If you have any difficulty deploying the GeoSpock DB Discovery stack, and you cannot find the solution within the documentation, then please email discovery.support@geospock.com for assistance. Please provide as much information about the problem, with details of any errors, as this will help us to diagnose any issues more quickly.
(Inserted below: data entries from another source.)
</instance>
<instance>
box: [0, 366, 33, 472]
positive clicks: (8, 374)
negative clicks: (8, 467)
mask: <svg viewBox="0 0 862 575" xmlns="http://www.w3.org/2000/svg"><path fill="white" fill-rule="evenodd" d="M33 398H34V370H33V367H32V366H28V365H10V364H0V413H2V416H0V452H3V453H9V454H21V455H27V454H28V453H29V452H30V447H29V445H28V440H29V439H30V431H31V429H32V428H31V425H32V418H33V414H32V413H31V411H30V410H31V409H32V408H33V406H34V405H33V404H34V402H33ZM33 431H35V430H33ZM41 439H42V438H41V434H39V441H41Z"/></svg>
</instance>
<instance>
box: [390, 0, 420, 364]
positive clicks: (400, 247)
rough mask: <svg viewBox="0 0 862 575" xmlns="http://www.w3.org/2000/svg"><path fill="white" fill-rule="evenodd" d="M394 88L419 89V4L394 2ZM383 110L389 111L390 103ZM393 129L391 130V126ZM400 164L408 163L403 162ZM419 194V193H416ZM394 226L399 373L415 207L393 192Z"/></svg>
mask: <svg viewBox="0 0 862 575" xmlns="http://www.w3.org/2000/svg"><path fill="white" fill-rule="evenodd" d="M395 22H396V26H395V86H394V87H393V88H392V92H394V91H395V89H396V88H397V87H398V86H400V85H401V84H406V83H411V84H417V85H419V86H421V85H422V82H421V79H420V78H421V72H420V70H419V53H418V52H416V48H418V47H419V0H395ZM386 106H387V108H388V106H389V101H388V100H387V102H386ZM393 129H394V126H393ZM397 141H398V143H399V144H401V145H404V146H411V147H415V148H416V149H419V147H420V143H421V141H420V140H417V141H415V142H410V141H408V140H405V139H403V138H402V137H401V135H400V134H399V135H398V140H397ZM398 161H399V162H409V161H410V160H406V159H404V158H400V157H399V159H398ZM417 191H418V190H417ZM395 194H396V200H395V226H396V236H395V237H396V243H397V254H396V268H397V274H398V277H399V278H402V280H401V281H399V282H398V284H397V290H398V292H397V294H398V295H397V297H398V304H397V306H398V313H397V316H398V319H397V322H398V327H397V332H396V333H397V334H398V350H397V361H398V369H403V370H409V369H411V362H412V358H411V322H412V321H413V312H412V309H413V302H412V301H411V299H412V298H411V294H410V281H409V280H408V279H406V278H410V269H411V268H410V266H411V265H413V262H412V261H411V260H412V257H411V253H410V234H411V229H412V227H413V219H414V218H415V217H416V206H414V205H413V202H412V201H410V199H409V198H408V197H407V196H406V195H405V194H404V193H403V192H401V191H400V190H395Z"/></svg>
Minimal IAM policy for deploying Discovery

The following is a minimal IAM policy for deploying GeoSpock DB Discovery:

{
    "Version": "2012-10-17",
    "Statement": [
        {
            "Effect": "Allow",
            "Action": [
                "acm:*",
                "autoscaling:CreateAutoScalingGroup",
                "autoscaling:CreateLaunchConfiguration",
                "autoscaling:DeleteAutoScalingGroup",
                "autoscaling:DeleteLaunchConfiguration",
                "autoscaling:Describe*",
                "autoscaling:UpdateAutoScalingGroup",
                "cloudformation:ContinueUpdateRollback",
                "cloudformation:CreateChangeSet",
                "cloudformation:CreateStack",
                "cloudformation:DeleteStack",
                "cloudformation:Describe*",
                "cloudformation:GetStackPolicy",
                "cloudformation:GetTemplate",
                "cloudformation:GetTemplateSummary",
                "cloudformation:ListStackResources",
                "cloudformation:ListStacks",
                "cloudformation:UpdateStack",
                "cloudwatch:DeleteAlarms",
                "cloudwatch:DescribeAlarms",
                "cloudwatch:PutMetricAlarm",
                "ec2:AllocateAddress",
                "ec2:AssociateAddress",
                "ec2:AuthorizeSecurityGroupIngress",
                "ec2:CreateNetworkInterface",
                "ec2:CreateSecurityGroup",
                "ec2:CreateTags",
                "ec2:DeleteNetworkInterface",
                "ec2:DeleteSecurityGroup",
                "ec2:Describe*",
                "ec2:DisassociateAddress",
                "ec2:ModifyInstanceAttribute",
                "ec2:RevokeSecurityGroupIngress",
                "ec2:ReleaseAddress",
                "ec2:RunInstances",
                "ec2:StartInstances",
                "ec2:StopInstances",
                "ec2:TerminateInstances",
                "elasticloadbalancing:AddTags",
                "elasticloadbalancing:CreateListener",
                "elasticloadbalancing:CreateLoadBalancer",
                "elasticloadbalancing:CreateTargetGroup",
                "elasticloadbalancing:DeleteListener",
                "elasticloadbalancing:DeleteLoadBalancer",
                "elasticloadbalancing:DeleteTargetGroup",
                "elasticloadbalancing:Describe*",
                "elasticloadbalancing:ModifyLoadBalancerAttributes",
                "elasticloadbalancing:RegisterTargets",
                "health:DescribeEventAggregates",
                "iam:AddRoleToInstanceProfile",
                "iam:CreateInstanceProfile",
                "iam:CreateRole",
                "iam:CreateServiceLinkedRole",
                "iam:DeleteInstanceProfile",
                "iam:DeleteRole",
                "iam:DeleteRolePolicy",
                "iam:GetInstanceProfile",
                "iam:GetRolePolicy",
                "iam:ListRoles",
                "iam:PassRole",
                "iam:PutRolePolicy",
                "iam:RemoveRoleFromInstanceProfile",
                "logs:CreateLogGroup",
                "logs:CreateLogStream",
                "logs:DeleteLogGroup",
                "logs:DescribeLogGroups",
                "logs:DescribeLogStreams",
                "logs:PutLogEvents",
                "logs:PutRetentionPolicy",
                "sns:ListTopics",
                "s3:Get*",
                "s3:List*"
            ],
            "Resource": "*"
        }
    ]
}

Note that you only need permissions for AWS Certificate Manager (the line "acm:*" in the policy above) if you intend to enable HTTPS.